Abortion: Legal, but unsafe, and not rare
http://alexashrugged.blogspot.com/2008/02/abortion-legal-but-unsafe-and-not-rare.html

Pro-"Choice" Violence
http://alexashrugged.blogspot.com/2008/01/pro-choice-violence.html

66 babies in a year left to die after NHS abortions that go wrong
http://alexashrugged.blogspot.com/2008/02/full-birth-abortion-in-gb.html

March for Life, crazy pro-choice response
http://alexashrugged.blogspot.com/2008/01/march-for-life-crazy-pro-choice.html

Women Deserve Better Than Abortion
http://alexashrugged.blogspot.com/2008/01/women-deserve-better-than-abortion.html

Anonymous said...

' What kind of a sick world are we living in where the option of murdering healthy unborn children is considered a sacred right and worshiped under the euphemism of "choice"? '

A less sick world, in my opinion, than one in which all pregnant women, regardless of circumstance, would be forced to carry to term and then to relinquish if they were unable to parent or considered unfit to do so.

In such a world, abortion would be driven underground, as it was in the past.
The reality is that abortion is a necessary evil.
The primary argument for decriminalization was the need to protect maternal health because of evidence that the alternative policy had created a "back alley industry" which subjected women to unacceptable medical risks.

I notice you specified "healthy" unborn children.
Where do you draw the line?

Alexa said...

I agree that part of the reason abortion was legalized was to take it off the black market and make it safer by regulating it, but if you check out my post from yesterday, you'll see that abortion clinics are not regulated and are given hands-off treatment because ANY action is adamently opposed by abortin advocates and considered a violation of Roe.

http://alexashrugged.blogspot.com/2008/02/abortion-legal-but-unsafe-and-not-rare.html

The same people doing "back alley" abortions on January 21, 1973 were still doing abortions on January 23, 1973 only then they were given legality and could let people in the front door instead of through the alley.

I said healthy children, because a vast majority of aborted babies are healthy.
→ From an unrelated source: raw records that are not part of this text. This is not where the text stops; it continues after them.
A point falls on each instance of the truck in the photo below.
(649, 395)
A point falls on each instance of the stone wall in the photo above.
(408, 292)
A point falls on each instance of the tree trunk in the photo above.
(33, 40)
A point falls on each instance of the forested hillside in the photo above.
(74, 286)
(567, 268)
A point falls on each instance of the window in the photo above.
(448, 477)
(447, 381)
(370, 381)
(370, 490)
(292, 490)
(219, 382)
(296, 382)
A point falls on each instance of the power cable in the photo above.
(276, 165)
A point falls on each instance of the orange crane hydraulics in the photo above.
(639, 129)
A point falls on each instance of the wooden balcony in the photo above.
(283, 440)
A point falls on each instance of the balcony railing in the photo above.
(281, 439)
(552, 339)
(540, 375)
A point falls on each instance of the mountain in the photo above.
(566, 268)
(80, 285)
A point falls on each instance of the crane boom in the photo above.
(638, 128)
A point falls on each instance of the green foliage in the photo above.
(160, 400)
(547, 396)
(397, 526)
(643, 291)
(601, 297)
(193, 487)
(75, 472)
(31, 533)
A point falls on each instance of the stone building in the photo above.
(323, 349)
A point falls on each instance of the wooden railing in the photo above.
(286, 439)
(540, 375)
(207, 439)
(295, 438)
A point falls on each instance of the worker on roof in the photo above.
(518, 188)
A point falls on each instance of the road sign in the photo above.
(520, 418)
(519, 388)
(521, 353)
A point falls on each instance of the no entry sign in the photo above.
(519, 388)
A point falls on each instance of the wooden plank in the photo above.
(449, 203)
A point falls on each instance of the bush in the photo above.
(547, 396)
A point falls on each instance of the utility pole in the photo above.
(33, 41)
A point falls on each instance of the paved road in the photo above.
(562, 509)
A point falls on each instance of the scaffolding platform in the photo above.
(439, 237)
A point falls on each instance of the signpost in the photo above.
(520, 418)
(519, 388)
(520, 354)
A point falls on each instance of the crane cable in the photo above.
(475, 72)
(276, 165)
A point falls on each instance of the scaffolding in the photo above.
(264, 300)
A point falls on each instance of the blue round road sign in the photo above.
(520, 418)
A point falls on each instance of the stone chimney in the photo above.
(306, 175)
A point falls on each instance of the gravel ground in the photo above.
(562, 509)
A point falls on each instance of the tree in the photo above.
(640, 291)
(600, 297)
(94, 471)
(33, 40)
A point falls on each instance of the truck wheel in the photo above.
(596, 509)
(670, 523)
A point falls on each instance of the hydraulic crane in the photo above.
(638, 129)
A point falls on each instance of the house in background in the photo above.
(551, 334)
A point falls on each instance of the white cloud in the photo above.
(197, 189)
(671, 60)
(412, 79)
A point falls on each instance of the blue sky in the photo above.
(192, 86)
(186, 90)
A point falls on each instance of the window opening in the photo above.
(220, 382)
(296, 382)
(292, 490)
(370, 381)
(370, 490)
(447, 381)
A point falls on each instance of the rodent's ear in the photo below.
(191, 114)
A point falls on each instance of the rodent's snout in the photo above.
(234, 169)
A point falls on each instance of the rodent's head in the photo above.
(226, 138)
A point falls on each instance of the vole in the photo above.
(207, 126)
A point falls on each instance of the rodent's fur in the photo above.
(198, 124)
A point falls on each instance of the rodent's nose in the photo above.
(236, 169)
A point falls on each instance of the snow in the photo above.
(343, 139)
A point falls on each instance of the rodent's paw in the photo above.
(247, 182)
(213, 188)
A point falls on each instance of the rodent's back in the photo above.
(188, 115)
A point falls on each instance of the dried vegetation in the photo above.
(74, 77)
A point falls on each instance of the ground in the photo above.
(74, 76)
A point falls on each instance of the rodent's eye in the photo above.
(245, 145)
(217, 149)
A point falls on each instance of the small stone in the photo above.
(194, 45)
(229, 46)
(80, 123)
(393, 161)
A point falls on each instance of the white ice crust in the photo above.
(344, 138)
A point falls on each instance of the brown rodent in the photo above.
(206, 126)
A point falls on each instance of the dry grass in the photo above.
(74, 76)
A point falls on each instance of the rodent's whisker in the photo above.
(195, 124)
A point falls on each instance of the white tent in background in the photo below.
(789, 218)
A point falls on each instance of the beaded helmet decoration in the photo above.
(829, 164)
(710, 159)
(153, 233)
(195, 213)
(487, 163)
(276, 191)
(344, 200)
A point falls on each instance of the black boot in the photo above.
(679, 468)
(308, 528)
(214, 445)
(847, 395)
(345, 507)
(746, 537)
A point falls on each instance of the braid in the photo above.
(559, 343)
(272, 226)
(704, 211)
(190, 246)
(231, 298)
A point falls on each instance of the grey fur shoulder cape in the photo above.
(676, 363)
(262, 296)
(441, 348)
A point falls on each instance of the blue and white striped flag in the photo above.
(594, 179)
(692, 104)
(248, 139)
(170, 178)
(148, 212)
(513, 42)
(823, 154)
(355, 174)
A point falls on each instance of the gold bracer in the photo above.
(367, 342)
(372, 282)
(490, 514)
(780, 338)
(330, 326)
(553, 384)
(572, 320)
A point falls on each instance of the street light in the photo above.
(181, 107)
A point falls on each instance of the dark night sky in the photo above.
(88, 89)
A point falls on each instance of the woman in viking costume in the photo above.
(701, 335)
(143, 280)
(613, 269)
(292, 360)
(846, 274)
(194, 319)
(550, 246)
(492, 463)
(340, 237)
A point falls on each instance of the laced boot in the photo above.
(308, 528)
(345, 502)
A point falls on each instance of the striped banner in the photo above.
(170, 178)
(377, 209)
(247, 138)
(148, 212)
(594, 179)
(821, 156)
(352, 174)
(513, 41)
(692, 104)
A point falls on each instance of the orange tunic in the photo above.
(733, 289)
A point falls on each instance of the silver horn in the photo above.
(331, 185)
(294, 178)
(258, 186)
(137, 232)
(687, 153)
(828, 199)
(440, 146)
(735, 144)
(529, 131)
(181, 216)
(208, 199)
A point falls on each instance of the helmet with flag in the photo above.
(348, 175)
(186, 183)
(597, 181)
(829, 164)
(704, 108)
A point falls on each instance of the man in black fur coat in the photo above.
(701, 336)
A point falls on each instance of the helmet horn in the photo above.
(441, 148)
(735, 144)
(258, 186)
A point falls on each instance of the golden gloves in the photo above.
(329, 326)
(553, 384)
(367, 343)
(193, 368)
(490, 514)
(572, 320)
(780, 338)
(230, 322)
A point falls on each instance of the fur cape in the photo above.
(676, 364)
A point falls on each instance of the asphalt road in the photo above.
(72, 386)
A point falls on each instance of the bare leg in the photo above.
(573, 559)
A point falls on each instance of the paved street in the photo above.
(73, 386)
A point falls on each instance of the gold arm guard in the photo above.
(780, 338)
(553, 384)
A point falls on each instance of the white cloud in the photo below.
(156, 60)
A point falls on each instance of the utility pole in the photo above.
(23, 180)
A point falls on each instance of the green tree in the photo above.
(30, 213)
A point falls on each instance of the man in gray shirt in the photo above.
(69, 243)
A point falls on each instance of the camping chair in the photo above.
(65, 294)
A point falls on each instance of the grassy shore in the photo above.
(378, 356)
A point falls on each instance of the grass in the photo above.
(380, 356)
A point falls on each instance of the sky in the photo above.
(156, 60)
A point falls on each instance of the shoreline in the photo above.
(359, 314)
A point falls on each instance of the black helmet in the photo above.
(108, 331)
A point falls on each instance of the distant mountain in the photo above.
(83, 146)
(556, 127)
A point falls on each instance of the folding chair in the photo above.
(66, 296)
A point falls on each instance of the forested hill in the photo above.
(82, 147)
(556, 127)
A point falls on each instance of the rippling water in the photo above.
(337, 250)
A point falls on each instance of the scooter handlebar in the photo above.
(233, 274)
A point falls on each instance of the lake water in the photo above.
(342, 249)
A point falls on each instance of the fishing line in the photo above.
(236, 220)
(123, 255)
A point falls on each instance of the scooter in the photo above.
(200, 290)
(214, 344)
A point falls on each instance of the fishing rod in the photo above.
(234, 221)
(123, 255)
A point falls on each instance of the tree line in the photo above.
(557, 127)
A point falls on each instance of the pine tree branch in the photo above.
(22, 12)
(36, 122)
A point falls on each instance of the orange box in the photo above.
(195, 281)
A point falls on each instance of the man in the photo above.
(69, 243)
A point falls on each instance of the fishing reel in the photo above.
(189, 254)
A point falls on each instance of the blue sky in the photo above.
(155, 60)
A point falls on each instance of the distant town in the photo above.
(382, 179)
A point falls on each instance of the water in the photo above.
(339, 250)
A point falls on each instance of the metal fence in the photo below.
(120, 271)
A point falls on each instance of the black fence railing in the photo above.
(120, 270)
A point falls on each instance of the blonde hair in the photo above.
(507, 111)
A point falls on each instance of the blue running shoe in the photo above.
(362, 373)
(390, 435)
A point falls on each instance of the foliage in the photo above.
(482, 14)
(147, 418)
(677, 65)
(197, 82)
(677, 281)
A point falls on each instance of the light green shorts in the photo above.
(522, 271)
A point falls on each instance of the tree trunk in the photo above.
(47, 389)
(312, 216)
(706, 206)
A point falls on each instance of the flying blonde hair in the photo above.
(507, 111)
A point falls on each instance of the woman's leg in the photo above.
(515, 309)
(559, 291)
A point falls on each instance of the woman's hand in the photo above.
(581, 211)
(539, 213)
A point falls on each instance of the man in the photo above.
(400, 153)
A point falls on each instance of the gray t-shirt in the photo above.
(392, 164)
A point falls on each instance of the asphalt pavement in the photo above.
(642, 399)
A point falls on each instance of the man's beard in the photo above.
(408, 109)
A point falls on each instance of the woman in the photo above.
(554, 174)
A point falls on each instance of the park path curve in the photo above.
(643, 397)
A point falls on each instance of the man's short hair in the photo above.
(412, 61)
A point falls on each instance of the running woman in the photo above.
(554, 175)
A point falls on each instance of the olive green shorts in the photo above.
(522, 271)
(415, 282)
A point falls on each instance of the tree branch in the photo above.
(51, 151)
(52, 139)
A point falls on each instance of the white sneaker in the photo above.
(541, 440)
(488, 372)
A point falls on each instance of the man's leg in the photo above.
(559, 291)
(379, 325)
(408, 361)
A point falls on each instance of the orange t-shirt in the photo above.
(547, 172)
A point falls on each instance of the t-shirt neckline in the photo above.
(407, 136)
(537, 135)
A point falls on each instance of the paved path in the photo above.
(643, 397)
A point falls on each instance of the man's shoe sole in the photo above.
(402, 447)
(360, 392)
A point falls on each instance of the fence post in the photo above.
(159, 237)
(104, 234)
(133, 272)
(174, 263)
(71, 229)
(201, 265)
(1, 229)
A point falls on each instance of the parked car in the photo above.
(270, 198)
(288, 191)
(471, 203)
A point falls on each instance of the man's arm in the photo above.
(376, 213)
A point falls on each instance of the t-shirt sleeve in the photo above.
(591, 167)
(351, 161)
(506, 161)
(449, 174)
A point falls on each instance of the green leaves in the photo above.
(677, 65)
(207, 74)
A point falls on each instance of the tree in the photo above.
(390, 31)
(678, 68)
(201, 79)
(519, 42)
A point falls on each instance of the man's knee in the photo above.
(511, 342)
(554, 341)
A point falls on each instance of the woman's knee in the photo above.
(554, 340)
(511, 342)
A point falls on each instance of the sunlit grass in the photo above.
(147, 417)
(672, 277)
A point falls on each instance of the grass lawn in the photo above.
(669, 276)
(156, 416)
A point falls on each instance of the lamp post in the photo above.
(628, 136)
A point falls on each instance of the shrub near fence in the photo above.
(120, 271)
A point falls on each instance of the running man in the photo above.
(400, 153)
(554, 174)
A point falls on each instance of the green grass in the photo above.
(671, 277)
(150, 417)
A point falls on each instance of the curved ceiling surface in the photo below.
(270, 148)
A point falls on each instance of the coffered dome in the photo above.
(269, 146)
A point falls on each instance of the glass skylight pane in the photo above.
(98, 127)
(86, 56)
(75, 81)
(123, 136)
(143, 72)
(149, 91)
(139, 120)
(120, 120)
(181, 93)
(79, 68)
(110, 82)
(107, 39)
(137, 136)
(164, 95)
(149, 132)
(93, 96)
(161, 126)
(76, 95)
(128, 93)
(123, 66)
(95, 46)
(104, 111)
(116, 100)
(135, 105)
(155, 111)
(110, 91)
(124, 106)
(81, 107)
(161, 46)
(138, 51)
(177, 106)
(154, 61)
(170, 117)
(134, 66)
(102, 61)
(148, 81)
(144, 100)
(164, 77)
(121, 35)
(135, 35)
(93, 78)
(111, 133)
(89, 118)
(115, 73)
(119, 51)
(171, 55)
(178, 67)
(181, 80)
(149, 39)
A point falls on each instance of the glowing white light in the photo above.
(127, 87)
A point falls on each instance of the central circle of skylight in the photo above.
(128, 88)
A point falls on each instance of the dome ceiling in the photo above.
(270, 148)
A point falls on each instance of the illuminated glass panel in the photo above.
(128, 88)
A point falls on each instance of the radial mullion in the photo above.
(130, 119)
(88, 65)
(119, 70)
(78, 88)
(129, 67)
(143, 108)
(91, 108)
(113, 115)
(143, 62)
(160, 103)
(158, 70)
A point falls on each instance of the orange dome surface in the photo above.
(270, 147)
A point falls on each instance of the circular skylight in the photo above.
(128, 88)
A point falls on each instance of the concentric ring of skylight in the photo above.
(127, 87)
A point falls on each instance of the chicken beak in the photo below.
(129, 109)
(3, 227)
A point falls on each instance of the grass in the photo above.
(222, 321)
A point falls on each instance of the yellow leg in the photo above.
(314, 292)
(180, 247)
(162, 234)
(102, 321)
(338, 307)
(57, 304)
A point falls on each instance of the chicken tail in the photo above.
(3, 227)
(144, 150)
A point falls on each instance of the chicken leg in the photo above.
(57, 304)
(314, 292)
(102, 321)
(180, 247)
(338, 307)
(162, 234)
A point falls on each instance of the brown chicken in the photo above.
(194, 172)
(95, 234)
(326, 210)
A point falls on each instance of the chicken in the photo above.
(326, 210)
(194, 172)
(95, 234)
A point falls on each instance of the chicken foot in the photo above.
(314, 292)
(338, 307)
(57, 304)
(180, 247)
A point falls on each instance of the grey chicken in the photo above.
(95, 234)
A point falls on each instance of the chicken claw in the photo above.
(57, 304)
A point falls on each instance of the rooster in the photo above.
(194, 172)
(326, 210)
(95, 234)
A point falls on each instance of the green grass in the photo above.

According to the Guttmacher Institute, a pro-choice group that monitors abortion stats, "Women also cited possible problems affecting the health of the fetus or concerns about their own health (13% and 12%,respectively)"
http://www.guttmacher.org/pubs/psrh/full/3711005.pdf

I am also against using abortion on "unhealthy" babies:
http://alexashrugged.blogspot.com/2007/05/law-of-unintended-consequences.html

How can we define life based on the mother's perceptions? One wanted 10 week old fetus is a baby, another unwanted one is just a blob of tissue, a clump of cells heading for termination.

Every life is precious and unique and deserving of worth just by virtue of being human.